Despite still being a separate website, Youku (優酷・优酷, pronounced yōukù) actually acquired Tudou in 2012. In the beginning, Youku differentiated itself by focusing on user generated content, but now includes a wide range of professionally created content. One of the advantages over other similar sites is Youku’s lack of video length restrictions, meaning that you can watch many full-length films, tv shows, etc. on the site.
TED Talks with Chinese Subtitles
While the talks themselves are in English, hundreds of TED Talks can be viewed with Chinese subtitles! You can then re-watch amazing talks like Sir Ken Robinson’s “Do Schools Kill Creativity” (肯尼•羅賓森問，學校扼殺了創意嗎?) while building your vocabulary and reinforcing your Chinese character knowledge.
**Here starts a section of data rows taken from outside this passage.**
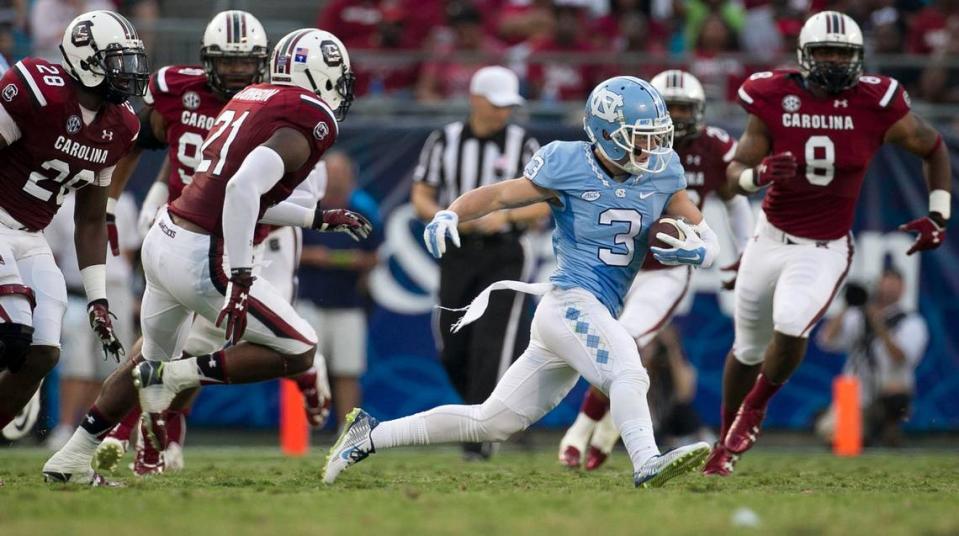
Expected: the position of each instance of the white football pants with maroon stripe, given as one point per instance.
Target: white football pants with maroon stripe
(275, 259)
(785, 284)
(652, 300)
(186, 273)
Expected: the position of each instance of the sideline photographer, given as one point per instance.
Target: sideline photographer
(884, 345)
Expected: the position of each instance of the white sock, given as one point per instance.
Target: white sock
(490, 421)
(627, 395)
(181, 374)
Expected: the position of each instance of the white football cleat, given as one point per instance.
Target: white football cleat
(155, 395)
(353, 445)
(664, 467)
(107, 457)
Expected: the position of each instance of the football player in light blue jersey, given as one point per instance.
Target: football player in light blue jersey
(604, 196)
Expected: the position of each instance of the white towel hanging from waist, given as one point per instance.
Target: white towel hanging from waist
(478, 306)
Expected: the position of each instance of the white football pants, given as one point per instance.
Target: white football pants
(573, 334)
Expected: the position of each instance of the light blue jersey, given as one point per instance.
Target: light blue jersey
(600, 239)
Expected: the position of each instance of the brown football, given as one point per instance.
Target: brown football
(667, 226)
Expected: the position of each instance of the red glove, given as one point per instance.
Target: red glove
(112, 237)
(734, 268)
(99, 313)
(775, 167)
(234, 310)
(340, 220)
(931, 229)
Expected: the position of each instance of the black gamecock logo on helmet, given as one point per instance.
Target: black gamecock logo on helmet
(331, 53)
(73, 124)
(10, 92)
(81, 35)
(191, 100)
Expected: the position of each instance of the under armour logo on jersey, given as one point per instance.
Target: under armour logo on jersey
(73, 124)
(191, 100)
(607, 105)
(321, 131)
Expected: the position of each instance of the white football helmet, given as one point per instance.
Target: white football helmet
(681, 87)
(102, 49)
(833, 30)
(315, 60)
(233, 34)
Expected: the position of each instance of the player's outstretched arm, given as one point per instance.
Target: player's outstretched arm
(915, 135)
(90, 238)
(751, 168)
(511, 194)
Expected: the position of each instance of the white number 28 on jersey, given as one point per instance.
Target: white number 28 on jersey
(625, 240)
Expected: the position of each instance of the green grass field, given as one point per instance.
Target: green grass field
(256, 491)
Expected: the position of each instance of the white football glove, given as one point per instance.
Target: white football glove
(444, 224)
(700, 247)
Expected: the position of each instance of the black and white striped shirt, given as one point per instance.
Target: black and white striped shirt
(455, 161)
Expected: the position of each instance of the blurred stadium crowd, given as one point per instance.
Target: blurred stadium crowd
(427, 50)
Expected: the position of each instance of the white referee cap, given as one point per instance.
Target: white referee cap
(498, 84)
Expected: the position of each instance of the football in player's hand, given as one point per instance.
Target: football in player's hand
(667, 226)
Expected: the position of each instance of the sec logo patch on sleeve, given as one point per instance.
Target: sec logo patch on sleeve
(10, 92)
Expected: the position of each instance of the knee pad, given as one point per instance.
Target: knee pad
(749, 356)
(15, 341)
(498, 422)
(20, 290)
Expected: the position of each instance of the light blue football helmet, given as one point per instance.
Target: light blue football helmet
(627, 120)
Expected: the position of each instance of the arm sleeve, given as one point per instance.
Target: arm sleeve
(288, 213)
(105, 175)
(429, 169)
(740, 216)
(258, 173)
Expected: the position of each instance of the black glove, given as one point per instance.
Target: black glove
(99, 313)
(340, 220)
(234, 310)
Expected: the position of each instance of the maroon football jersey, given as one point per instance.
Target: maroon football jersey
(247, 121)
(833, 139)
(181, 95)
(50, 150)
(704, 159)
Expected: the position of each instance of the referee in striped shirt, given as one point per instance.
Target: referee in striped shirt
(457, 158)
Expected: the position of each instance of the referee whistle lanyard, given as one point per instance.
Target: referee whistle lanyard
(478, 306)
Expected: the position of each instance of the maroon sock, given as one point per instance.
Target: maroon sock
(126, 426)
(728, 416)
(762, 391)
(212, 368)
(96, 424)
(175, 425)
(594, 406)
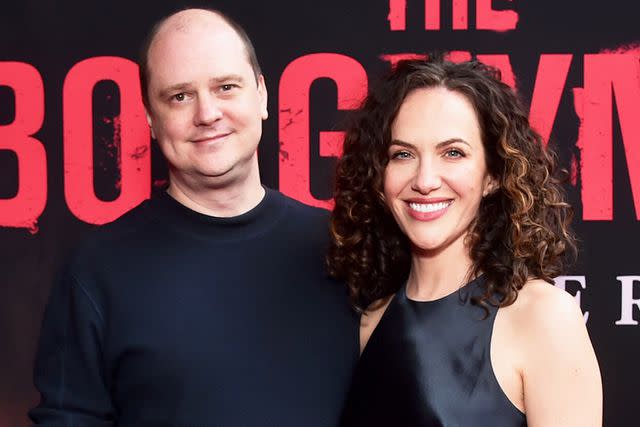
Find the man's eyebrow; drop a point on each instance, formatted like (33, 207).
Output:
(179, 87)
(227, 78)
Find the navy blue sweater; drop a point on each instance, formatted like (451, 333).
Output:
(168, 317)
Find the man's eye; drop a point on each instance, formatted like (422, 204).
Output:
(454, 153)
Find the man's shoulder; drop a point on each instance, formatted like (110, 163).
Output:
(117, 235)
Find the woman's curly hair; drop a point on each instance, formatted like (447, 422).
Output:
(522, 228)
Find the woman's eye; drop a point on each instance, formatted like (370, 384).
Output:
(454, 153)
(179, 97)
(401, 155)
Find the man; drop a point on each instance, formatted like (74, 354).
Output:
(209, 305)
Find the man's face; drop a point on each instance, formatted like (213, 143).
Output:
(205, 106)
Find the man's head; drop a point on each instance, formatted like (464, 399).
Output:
(144, 52)
(205, 98)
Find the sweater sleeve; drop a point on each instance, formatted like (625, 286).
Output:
(69, 364)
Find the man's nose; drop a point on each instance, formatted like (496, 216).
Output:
(208, 110)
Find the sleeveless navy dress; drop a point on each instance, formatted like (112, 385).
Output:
(428, 364)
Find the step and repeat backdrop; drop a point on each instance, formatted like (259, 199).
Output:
(75, 149)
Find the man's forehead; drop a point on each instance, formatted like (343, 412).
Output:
(193, 20)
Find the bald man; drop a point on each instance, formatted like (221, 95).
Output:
(207, 306)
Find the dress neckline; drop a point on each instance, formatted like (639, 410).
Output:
(463, 293)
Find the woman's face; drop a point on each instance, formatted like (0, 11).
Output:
(437, 174)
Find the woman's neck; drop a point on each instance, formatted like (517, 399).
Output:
(434, 275)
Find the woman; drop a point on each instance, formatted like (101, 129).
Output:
(448, 227)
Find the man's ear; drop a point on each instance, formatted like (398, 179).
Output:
(150, 121)
(262, 93)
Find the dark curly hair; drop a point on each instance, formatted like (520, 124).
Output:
(522, 228)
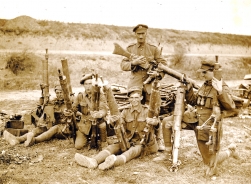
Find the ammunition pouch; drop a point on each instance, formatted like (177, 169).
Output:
(84, 126)
(17, 132)
(190, 117)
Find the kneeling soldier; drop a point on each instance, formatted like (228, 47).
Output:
(134, 119)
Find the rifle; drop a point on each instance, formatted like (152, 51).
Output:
(118, 127)
(177, 75)
(39, 114)
(179, 108)
(213, 141)
(69, 113)
(67, 74)
(95, 97)
(152, 112)
(155, 68)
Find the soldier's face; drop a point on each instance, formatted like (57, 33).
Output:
(141, 36)
(88, 86)
(207, 75)
(135, 99)
(59, 94)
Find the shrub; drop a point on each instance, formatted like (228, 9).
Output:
(18, 62)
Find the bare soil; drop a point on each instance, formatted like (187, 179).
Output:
(53, 161)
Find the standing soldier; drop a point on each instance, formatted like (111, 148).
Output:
(210, 100)
(82, 105)
(134, 119)
(142, 55)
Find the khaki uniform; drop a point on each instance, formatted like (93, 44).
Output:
(82, 103)
(208, 102)
(139, 74)
(134, 123)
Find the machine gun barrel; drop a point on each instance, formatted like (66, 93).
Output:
(177, 75)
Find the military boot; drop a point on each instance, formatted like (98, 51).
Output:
(159, 138)
(233, 152)
(86, 161)
(11, 139)
(165, 156)
(30, 139)
(109, 162)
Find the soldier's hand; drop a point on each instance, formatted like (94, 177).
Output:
(96, 114)
(217, 84)
(139, 60)
(152, 121)
(113, 118)
(189, 86)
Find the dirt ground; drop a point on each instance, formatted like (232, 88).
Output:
(53, 161)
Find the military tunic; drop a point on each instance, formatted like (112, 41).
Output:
(138, 73)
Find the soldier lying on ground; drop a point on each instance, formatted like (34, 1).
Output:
(210, 100)
(53, 125)
(134, 119)
(82, 106)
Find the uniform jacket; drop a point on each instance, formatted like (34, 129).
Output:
(208, 102)
(139, 74)
(82, 103)
(134, 122)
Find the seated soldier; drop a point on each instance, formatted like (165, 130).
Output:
(134, 119)
(209, 100)
(83, 107)
(48, 126)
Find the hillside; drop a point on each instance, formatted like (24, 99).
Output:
(100, 37)
(29, 35)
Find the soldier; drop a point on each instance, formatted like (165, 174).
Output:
(134, 119)
(82, 106)
(139, 66)
(211, 99)
(53, 125)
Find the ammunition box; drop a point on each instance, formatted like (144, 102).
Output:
(17, 132)
(15, 124)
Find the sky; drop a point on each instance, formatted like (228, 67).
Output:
(223, 16)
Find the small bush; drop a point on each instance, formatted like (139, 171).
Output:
(18, 62)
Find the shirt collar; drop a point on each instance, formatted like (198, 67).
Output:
(138, 109)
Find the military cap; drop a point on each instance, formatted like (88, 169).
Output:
(134, 89)
(206, 65)
(140, 27)
(86, 77)
(57, 87)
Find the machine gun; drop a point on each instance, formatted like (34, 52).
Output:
(154, 69)
(95, 98)
(114, 111)
(179, 108)
(177, 75)
(154, 109)
(69, 113)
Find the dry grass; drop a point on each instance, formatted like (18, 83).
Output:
(58, 165)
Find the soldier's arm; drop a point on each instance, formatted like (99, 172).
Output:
(225, 98)
(191, 97)
(103, 107)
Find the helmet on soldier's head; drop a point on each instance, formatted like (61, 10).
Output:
(134, 89)
(86, 77)
(57, 87)
(140, 27)
(206, 65)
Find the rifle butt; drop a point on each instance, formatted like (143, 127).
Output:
(177, 75)
(118, 50)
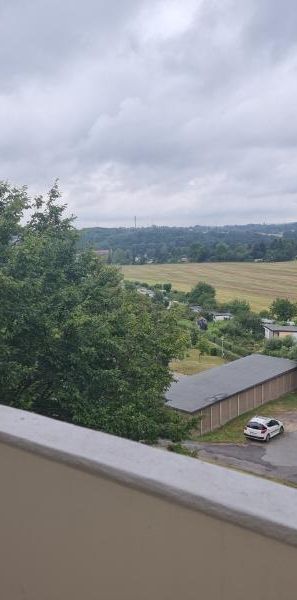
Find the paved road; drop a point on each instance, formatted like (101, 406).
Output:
(277, 459)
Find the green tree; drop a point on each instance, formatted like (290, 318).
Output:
(75, 344)
(203, 294)
(283, 309)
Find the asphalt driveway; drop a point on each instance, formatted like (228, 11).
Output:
(278, 459)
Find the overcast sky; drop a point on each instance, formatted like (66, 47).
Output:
(177, 111)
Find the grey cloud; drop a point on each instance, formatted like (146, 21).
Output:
(176, 112)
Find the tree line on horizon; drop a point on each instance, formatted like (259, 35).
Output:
(194, 244)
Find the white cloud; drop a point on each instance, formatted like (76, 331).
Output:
(179, 112)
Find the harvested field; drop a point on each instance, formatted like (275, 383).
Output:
(259, 283)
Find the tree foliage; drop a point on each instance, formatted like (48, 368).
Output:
(203, 294)
(75, 344)
(283, 309)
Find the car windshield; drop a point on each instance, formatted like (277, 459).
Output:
(254, 425)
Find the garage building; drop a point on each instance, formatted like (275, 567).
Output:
(223, 393)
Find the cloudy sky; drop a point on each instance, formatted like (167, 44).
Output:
(177, 111)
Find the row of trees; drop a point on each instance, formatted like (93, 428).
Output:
(75, 344)
(196, 244)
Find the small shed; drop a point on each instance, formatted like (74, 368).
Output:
(223, 393)
(272, 330)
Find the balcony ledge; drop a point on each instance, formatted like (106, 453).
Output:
(242, 499)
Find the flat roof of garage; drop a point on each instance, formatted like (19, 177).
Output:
(194, 392)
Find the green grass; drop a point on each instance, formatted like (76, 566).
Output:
(233, 431)
(193, 363)
(259, 283)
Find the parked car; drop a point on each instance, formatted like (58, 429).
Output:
(263, 428)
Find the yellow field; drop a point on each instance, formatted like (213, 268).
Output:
(259, 283)
(194, 363)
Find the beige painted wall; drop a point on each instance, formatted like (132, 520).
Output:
(70, 535)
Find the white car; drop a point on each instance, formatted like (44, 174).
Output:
(263, 428)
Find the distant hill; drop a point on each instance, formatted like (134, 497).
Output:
(267, 242)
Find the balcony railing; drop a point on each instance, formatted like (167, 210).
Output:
(88, 516)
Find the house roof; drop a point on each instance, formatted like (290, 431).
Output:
(291, 328)
(194, 392)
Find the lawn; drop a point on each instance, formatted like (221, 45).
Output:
(232, 431)
(259, 283)
(194, 363)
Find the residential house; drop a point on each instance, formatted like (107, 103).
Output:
(272, 331)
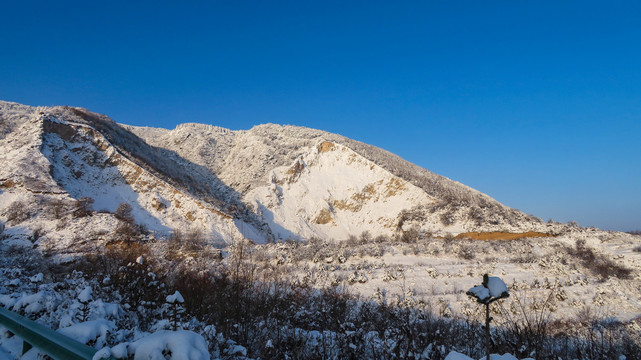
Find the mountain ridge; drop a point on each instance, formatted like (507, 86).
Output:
(274, 181)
If you use wifi at coffee shops, airports, hotels, etc., I highly, HIGHLY recommend using a VPN (Virtual Private Network) for your computer, phone, etc. (it is far easier for people to spy and hack via unsecured internet traffic than you might think). But beyond just making your web traffic more secure, a VPN provides the added bonus of letting you change your IP address to another country, meaning you can access U.S. only services while abroad (e.g. Netflix) or access Chinese language content usually only available in Taiwan, Hong Kong, etc. I’ve tried quite a few VPNs in the past few years, and GoldenFrog is my favorite so far. I especially like their slick apps for Mac, Windows, iOS, and Android that let you quickly change your server location with just a few clicks/taps.